Termina, por fin, el que han denominado Año de Don Quijote. Va siendo hora, pues, de que cada cual haga su balance. A mi juicio, el año no empezó mal: se programaron homenajes serios a Don Miguel de Cervantes, a Alonso Quijano, a Sancho Panza; se editaron libros y se dieron conferencias, y algunos de esos libros fueron resultado de los textos de las conferencias del año anterior; las revistas especializadas hicieron sus monográficos al respecto; publicaron guías de ayuda a la lectura del libro para el alumno; algunos autores nos ofrecieron el resultado de sus pesquisas y de su fabulación de otros personajes aledaños del protagonista; hubo coloquios, talleres, congresos y seminarios. Y, más o menos por ahí, alguien debió decir basta. Pero no lo hizo. O lo hizo, pero nadie prestó atención. Y así el Año de Don Quijote ha pasado de ser un homenaje elegante a un cachondeo en el que todo el mundo se ha subido a la burra. La mitad de las chorradas que inventaron para celebrar al Quijote, a lo largo y ancho de nuestra geografía española, han sido para echarse a llorar. Pero no sólo eso, sino que corremos el riesgo de aborrecer la obra.

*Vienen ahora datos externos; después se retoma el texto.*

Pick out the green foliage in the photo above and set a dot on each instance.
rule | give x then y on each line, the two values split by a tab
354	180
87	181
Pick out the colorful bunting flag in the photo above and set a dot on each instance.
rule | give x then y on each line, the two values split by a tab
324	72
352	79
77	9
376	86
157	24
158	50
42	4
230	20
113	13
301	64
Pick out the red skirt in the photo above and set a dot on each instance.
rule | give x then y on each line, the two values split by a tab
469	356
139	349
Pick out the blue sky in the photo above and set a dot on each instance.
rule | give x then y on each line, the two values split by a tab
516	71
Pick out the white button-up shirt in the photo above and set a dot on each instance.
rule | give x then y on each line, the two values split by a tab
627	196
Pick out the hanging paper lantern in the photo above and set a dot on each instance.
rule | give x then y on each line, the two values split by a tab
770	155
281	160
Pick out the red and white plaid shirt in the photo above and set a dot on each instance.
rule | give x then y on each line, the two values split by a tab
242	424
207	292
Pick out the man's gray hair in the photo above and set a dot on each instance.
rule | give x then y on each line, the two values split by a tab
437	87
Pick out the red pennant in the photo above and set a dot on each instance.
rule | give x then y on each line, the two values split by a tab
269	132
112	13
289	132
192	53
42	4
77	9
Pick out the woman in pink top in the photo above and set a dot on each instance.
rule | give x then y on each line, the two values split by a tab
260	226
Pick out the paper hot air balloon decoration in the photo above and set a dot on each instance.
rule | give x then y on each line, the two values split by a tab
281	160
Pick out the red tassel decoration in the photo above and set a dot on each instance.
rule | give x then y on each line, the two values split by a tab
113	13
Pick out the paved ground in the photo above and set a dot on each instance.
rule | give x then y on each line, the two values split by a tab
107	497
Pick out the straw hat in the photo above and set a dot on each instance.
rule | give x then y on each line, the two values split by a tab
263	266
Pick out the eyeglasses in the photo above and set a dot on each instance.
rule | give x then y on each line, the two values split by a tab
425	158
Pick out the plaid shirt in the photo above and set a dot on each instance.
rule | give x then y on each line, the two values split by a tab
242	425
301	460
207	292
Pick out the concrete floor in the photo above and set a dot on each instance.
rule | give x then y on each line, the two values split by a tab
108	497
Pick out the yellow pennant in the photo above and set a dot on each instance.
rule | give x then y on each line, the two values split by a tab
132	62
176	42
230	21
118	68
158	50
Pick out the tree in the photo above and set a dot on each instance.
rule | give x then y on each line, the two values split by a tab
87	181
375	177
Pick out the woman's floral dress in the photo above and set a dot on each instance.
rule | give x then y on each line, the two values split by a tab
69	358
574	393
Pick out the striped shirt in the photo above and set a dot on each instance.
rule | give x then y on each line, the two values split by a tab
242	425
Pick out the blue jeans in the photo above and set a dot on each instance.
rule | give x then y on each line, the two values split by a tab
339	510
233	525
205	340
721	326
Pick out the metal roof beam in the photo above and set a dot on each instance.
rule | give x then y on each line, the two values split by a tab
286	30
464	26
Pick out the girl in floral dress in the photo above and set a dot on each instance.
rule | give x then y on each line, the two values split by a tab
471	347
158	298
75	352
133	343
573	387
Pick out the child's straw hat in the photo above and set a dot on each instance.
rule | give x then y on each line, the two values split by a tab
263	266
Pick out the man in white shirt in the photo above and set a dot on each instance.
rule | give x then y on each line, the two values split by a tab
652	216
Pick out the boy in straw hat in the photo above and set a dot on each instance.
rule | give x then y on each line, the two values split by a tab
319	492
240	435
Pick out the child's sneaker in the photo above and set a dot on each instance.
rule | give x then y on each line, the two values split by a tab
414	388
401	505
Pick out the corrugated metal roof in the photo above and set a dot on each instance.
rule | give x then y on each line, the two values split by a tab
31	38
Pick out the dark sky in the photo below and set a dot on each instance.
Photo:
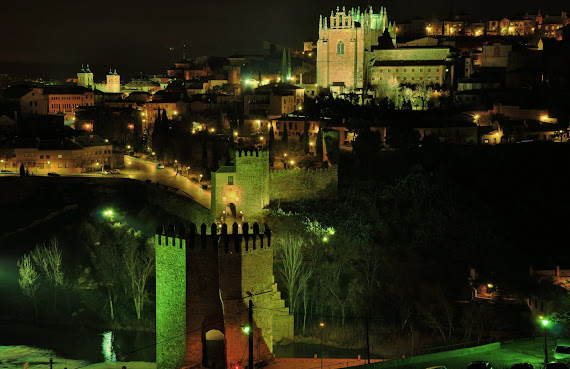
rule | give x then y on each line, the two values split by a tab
137	35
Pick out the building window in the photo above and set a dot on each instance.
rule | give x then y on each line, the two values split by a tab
340	48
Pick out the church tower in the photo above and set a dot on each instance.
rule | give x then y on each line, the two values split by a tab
85	78
345	41
113	82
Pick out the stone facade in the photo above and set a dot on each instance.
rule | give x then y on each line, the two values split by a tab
242	188
342	49
417	65
208	277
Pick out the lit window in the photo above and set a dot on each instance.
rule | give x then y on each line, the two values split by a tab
340	48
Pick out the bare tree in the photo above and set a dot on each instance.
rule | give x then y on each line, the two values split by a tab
28	279
49	260
290	251
139	265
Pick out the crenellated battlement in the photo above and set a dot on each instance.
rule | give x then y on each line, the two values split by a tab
278	172
238	239
252	153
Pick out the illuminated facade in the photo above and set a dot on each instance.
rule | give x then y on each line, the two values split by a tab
85	78
113	82
412	66
345	39
78	155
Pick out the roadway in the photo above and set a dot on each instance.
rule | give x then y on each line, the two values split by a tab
142	170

Cuando, hace unas semanas, visité La Mancha estuvimos viendo un informativo local. Casi todas las noticias fueron a propósito de los fastos manchegos en torno al Quijote. Dos o tres parecían buenos, sinceros, homenajes que podrían lograr que a uno le apeteciera leer o releer la novela. El resto era digno de vodevil. ¿Ejemplos? Una manada de motoristas en ruta hasta los molinos de viento. Me dirán qué tienen que ver los motoristas en esto, y no me vale la simplona comparación entre las monturas de ambos. O un concierto de música clásica en el que un tipo decía algo así como que la mejor manera de leer las aventuras de Don Quijote era a través de la música. Pero además ha habido versiones musicales para todos los gustos, como las adaptaciones flamencas y de ballet. Aquí todo el mundo se ha puesto a adaptar a Cervantes para su capote. No es mi intención meterme con La Mancha, pero sí con sus excesos, y estos excesos son extensibles al resto de España. Observar tantos actos que no guardan relación con el Quijote ni con la literatura provoca vergüenza ajena.
Pero sigamos: numerosas empresas han arrimado el ascua a su sardina, y así ha habido patrocinador oficial, transportista oficial, exposiciones oficiales e itinerantes. No sólo molesta a uno el exceso de actos e inventos para “celebrar” el Quijote, sino la sospecha de que la mayoría de los patrocinadores, empresas e instituciones volcados en los homenajes de diverso pelaje los utilizaron de excusa para poner en marcha un coladero de subvenciones. Molesta a uno que todos esos fulanos de las empresas e instituciones que pregonan ser defensores y amantes del Quijote probablemente nunca hayan leído el libro. Si algo le molesta a uno es que pongan la literatura como excusa para hacer caja. El mejor homenaje que puede hacérsele al Quijote es leerlo, inducir a su lectura. Sin beneficios. Debo decirlo: unos cuantos escritores, poetas y ensayistas vinculados con Zamora nos propusimos hacer nuestra particular ofrenda cervantina, bajo los ropajes de un libro. Ninguno de nosotros cobró un céntimo, y de ahí partió la propuesta: homenajear, inducir a la lectura por amor a la novela, no por devoción a la pasta. Don Quijote de la Mancha ya está harto. Déjenlo en paz. Sólo desea volver a su tierra (las páginas de la novela), donde estaba más a gusto recibiendo puñadas, palos, puntapiés y pedradas por parte de pastores, cabreros, yangüeses, mozos de mulas y arrieros que mezclado en actos chuscos y de dudoso gusto.